わたし: そうね。社内文書の場合は、社外文書よりも正確さや詳しさが求められるわ。私は普段インシデント……えっと、PCに関するトラブルとか、使い方を教えてほしいといった問い合わせを受けて解決する部署で、トラブルや問い合わせの内容を記録するのも仕事の1つなの。私が作った記録は、私の同僚も上司も見るし、よりITに詳しい情報システム部の人も見ることになります。社内といえども誰が見るか分からない。だからこそ、誰が見ても分かるように、詳細に、正確に書く必要があるわけ。
……そう、ビジネス文書には常に「目的」がある。何のために書くのか、何のために読むのかを意識しないと、意味のない文書になってしまうこともある。当たり前のことだけど、実際に文書を書くときに、どれだけ「あとで誰かが読む」ことを意識できているかしら。そういう私も、研修のために勉強してて気付いたのよね。反省、反省。
この間、営業課の同僚に報告書について聞いてみたけど、5W1Hみたいな話はもちろん、訪問で起きた問題、もらった宿題、そしてその問題や宿題の解決にどういうスキルや人材が必要で、どれぐらいの時間がかかったか、ということを都度記録しているらしい。これは、自分たちのパフォーマンス測定に使ったり、同じくらいのスキルを持った別の営業が似た仕事をするときの目安にしたりするんだって。やっぱり「後から読む」ことを想定して書かないといけないんだわ。
こんなことを、新入社員に分かりやすく説明した(つもり)。
わたし: というわけで、社外でも社内でも、ビジネス文書は思い付いたことを思い付くままに書くものではないのね。なぜ書くか、なぜ読まれるか、何をどの程度書けば読み手の目的が達成できるか、どのような言葉を使えば誤解がないように伝わるか、といったことを意識して書かないといけない。
この「言葉」の中には敬語も含まれるのよ。文書って、それを読んでいるときには、書いた本人がその場にいないでしょ。

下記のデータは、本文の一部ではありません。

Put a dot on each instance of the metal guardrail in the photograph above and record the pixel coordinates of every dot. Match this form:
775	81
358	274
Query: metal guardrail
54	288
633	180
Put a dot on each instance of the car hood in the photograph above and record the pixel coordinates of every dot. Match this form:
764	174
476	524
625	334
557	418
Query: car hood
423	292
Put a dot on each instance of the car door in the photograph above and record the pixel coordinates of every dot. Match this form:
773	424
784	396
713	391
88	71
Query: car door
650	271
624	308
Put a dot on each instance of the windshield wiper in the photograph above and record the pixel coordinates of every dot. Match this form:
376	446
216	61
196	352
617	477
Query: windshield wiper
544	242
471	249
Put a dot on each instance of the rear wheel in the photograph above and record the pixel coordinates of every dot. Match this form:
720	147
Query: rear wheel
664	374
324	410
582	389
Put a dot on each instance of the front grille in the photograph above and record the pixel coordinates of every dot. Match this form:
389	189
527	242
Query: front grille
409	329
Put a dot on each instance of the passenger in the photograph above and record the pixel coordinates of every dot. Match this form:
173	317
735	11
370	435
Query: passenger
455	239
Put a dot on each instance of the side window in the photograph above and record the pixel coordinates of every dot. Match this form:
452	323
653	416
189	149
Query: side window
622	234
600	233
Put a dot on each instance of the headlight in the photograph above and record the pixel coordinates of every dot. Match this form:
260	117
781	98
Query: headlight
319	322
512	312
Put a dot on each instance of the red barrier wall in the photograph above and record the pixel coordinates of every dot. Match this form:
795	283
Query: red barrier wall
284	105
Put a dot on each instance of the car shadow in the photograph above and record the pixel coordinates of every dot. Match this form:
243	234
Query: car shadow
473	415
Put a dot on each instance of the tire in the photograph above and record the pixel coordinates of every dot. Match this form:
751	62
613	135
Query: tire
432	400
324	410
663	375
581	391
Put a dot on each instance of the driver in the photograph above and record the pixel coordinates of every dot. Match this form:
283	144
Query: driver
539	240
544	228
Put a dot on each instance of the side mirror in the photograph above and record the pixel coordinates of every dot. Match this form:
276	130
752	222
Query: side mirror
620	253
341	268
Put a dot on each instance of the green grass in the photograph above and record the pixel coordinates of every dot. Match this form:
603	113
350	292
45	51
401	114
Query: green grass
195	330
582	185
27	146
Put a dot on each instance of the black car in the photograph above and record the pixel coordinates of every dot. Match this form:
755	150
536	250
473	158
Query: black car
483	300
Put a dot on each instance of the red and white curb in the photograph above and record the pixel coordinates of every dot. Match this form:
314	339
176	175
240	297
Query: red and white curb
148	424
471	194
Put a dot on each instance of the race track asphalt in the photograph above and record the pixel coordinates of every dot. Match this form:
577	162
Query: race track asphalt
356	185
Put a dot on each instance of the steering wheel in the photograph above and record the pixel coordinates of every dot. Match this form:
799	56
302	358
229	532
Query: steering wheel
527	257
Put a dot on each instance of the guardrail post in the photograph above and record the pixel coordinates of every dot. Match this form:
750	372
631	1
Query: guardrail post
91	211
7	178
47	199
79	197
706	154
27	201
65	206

書いた人が読み手を尊重しているのか、それとも、ばかにしているのか、言葉遣いだけで判断されてしまうのよ。書き手が読み手のことをばかにしているつもりはなくても、敬語が正しく使えていなければ、もしかしたら読み手は「こいつ、オレのことをばかにしているのか?」と思うかもしれない。だから、内容も敬語もちゃんと書くことが大事なの。
ビジネス文書の仮名遣い、ちゃんとできてます?
納得したのか、慣習と言われてしょうがないと思ったのかは定かではないけれど、その後、彼らは静かに研修を受けてくれた。もっとも、後半は演習が中心で、余裕がなかっただけかもしれないけどね。講座の最後に、演習で書いたビジネス文書を提出してもらった。それに赤ペンを入れようとしたとき、ふと手が止まる。文書に「所謂」という漢字が使ってあったのだ。

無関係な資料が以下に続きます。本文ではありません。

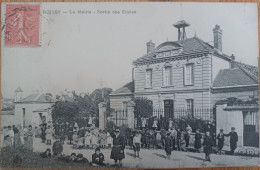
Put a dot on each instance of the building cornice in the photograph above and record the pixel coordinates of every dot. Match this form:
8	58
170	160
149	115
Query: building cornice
234	88
183	56
173	91
33	102
122	94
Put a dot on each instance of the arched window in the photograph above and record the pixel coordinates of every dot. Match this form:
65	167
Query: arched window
167	75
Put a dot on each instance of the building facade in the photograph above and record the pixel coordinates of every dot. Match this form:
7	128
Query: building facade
34	110
179	74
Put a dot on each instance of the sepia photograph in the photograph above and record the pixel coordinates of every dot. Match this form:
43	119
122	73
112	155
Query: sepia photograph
98	85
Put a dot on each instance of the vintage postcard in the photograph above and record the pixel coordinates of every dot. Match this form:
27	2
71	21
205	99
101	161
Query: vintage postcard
129	85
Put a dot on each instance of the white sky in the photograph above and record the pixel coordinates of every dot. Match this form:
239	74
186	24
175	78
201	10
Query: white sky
86	52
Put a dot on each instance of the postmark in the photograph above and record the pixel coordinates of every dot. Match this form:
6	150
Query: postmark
22	25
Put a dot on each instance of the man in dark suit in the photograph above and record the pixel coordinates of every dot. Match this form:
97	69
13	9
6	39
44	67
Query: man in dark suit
233	140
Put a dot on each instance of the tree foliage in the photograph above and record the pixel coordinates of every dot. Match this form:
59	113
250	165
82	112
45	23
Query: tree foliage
80	106
143	107
64	111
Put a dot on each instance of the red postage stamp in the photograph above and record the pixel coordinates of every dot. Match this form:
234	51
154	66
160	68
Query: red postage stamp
22	25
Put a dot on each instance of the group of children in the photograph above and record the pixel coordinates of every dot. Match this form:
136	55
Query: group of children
98	158
91	139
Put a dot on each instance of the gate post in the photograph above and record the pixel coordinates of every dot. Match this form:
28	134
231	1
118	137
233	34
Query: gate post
102	115
130	114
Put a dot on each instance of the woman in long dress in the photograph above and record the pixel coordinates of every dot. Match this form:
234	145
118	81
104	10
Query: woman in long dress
49	133
28	141
17	138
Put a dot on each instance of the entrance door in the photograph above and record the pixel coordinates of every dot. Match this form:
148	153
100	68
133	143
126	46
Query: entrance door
168	109
250	135
23	117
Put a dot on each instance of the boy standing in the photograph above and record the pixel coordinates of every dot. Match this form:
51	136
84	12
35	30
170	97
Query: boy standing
98	158
198	137
207	144
136	144
221	139
168	145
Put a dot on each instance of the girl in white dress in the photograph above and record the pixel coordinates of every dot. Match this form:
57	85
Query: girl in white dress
109	140
94	140
88	137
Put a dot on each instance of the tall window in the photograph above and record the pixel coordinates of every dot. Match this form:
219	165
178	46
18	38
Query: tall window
190	106
188	74
23	117
168	76
148	78
124	105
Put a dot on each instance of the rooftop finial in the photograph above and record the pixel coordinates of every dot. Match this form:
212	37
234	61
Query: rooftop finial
181	33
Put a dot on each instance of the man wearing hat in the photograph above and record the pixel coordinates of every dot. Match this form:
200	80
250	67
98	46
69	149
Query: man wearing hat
98	158
221	139
233	140
117	152
198	137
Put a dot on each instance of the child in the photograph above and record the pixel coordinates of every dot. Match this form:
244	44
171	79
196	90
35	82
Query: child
6	136
168	145
147	139
221	139
178	139
75	139
197	144
109	140
11	136
46	154
80	141
57	148
103	139
49	133
94	140
136	144
81	159
207	144
72	158
98	158
87	139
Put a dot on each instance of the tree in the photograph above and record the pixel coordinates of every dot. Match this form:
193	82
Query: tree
64	111
81	105
100	95
143	107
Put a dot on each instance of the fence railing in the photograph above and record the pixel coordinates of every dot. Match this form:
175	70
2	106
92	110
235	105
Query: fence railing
197	113
119	117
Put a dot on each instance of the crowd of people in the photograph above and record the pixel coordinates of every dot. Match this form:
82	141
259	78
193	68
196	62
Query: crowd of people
15	136
169	138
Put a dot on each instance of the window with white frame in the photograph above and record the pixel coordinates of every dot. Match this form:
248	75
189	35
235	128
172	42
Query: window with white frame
148	78
124	105
167	76
188	74
190	106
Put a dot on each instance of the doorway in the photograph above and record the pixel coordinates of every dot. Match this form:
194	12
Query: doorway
168	109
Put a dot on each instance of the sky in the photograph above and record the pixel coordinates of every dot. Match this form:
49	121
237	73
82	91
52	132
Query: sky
83	52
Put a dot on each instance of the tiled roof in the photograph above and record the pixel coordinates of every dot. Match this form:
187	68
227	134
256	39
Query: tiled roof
233	77
126	89
18	89
189	46
37	98
252	70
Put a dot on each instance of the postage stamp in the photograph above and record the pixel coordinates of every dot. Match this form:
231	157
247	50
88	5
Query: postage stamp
22	25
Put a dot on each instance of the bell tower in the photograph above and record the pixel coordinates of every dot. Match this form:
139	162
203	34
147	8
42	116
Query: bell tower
180	25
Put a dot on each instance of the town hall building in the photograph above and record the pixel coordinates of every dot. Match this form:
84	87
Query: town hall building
191	75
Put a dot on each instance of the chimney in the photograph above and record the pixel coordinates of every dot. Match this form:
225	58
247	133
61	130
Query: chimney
150	46
217	32
232	63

ビジネス文書では“補助的な語句は原則、平仮名にする”のがよいとされている。「所謂(いわゆる)」以外にも「或いは(あるいは)」とか「即ち(すなわち)」「様々(さまざま)」や「故に(ゆえに)」なども平仮名がよい。一方、その補助的な語句に強い意味を持たせたい場合は漢字にする。「全然」や「全く」「絶対に」といった語句には強い意味を持つ言葉なので、漢字でいいのだ。

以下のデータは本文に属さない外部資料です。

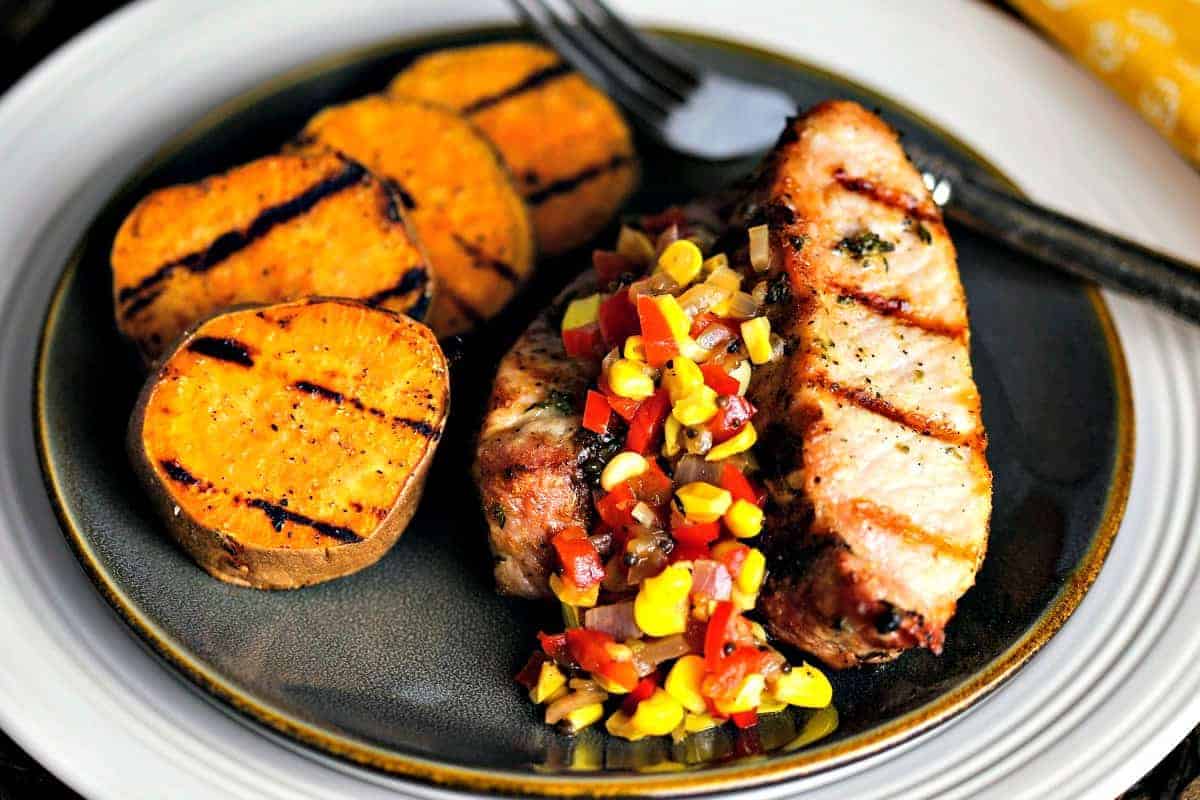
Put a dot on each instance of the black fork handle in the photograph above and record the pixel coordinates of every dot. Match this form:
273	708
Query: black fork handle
1075	246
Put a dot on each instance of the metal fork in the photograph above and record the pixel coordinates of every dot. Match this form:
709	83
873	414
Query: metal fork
712	116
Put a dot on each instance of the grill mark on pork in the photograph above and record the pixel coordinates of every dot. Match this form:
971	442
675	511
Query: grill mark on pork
533	80
570	182
233	241
279	515
223	349
888	196
337	398
485	262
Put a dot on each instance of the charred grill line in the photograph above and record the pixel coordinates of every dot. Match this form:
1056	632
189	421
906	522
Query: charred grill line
279	515
223	349
485	262
564	185
887	196
528	83
232	241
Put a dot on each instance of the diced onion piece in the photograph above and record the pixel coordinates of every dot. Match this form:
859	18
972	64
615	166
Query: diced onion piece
760	247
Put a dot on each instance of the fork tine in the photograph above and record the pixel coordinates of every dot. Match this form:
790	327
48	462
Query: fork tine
660	64
648	106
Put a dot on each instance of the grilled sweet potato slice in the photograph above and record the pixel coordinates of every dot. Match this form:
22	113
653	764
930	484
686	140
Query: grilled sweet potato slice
563	139
461	199
287	445
275	229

わたし: 本人は書けなくても、PCなら簡単に変換できるからなぁ。次の講座で追加説明しとこ……。資料化するほどのことでもないし、ホワイトボードに書いてメモしてもらおう。メモの練習にもなるしね。
と、そこにA子が資料を作って持ってきた。
あちゃー、彼女の資料にも「即ち(すなわち)」と書いてあった。A子よ。お前もか。先輩が見本にならないと、新入社員から「先輩ができてないのに、僕たちやらないとダメですか?」って突っ込まれるの私なんだぞ。